When I joined EY in 1985 the world was a very different place. Microsoft had launched its first version of Windows, CDs had just been introduced and car phones the size of a brick, as used by Don Johnson and Philip Michael Thomas in Miami Vice, were among the coolest gadgets.
I have seen business and society transform a lot over the last three decades, but I’ve never seen business change so much as it has in the last three years.
Change has always been a part of the business world and great companies have flourished — or failed — based on their ability to manage change. But today, organizations must contend with a faster pace of change than ever before. And EY is no exception. As I covered in previous blogs, technologies like artificial intelligence (AI) and blockchain combined with the power of data are not only opening new doors, but also fundamentally evolving our most traditional services, like audit and tax.

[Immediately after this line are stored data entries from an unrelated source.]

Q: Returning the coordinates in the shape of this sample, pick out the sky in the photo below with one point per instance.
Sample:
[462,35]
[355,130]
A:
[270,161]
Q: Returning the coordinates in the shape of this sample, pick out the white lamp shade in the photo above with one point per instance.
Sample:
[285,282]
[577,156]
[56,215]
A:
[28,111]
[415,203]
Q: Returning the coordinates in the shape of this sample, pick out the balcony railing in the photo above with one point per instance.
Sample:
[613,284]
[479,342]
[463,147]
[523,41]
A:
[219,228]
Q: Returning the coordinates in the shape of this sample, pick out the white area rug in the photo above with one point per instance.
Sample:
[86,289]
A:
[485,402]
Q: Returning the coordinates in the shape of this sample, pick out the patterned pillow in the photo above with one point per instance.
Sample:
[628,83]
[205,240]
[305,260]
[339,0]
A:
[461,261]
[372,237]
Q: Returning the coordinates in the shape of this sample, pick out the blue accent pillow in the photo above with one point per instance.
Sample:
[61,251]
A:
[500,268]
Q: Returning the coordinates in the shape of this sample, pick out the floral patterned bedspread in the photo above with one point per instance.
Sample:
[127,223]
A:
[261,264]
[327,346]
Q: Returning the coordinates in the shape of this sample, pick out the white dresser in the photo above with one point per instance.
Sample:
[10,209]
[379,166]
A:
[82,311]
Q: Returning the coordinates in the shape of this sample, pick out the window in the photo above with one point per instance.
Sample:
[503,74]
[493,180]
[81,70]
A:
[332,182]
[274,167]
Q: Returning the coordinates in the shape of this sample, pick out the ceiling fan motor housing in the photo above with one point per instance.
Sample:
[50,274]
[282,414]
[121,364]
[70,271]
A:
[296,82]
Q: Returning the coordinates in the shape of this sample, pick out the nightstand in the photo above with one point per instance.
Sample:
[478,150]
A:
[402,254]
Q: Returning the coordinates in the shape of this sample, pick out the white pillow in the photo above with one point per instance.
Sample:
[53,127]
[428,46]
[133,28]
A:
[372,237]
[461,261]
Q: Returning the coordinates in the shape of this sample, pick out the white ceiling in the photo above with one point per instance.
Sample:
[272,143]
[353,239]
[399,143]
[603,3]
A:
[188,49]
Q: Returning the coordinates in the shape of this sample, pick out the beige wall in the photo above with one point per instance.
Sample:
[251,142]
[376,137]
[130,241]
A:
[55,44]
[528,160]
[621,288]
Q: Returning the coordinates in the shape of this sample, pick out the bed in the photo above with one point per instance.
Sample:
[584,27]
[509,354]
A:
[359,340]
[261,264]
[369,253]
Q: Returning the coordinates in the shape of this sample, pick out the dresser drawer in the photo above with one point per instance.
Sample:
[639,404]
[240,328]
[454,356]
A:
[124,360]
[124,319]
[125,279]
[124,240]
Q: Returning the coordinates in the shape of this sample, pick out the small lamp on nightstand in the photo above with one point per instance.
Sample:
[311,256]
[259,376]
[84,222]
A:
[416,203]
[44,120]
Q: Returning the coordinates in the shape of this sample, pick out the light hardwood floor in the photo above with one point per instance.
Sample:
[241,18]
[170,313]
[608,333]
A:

A few years back we embarked on a worldwide effort to disrupt ourselves as a way to get in front of the change happening around us. From the outset of what has been an extensive, hard look at the way we do things, some of the questions that I keep coming back to are around the role of culture in driving this transformation. Do we have the right culture to drive change at speed? Should technology lead the change or do we need to adapt our culture first in order to embrace new technologies?
Here are my lessons learned along the way.
Disrupting from within
Being a partnership with a history of about 170 years and operating in over 150 countries, we’ve always had an entrepreneurial culture, with innovation flourishing in all parts of our business. But the level and speed of change meant we needed to focus on scaling the best ideas fast and sourcing new ones.
We quickly recognized that we needed to change the wheels on the bus while the bus was running so we could continue to operate our healthy and successful business, while adapting it to the fast pace of technology. To help us achieve that delicate balance, we needed a group that was unbound from short term constraints and pressures of the day-to-day and was focused on the future, infusing the whole organization with new ideas.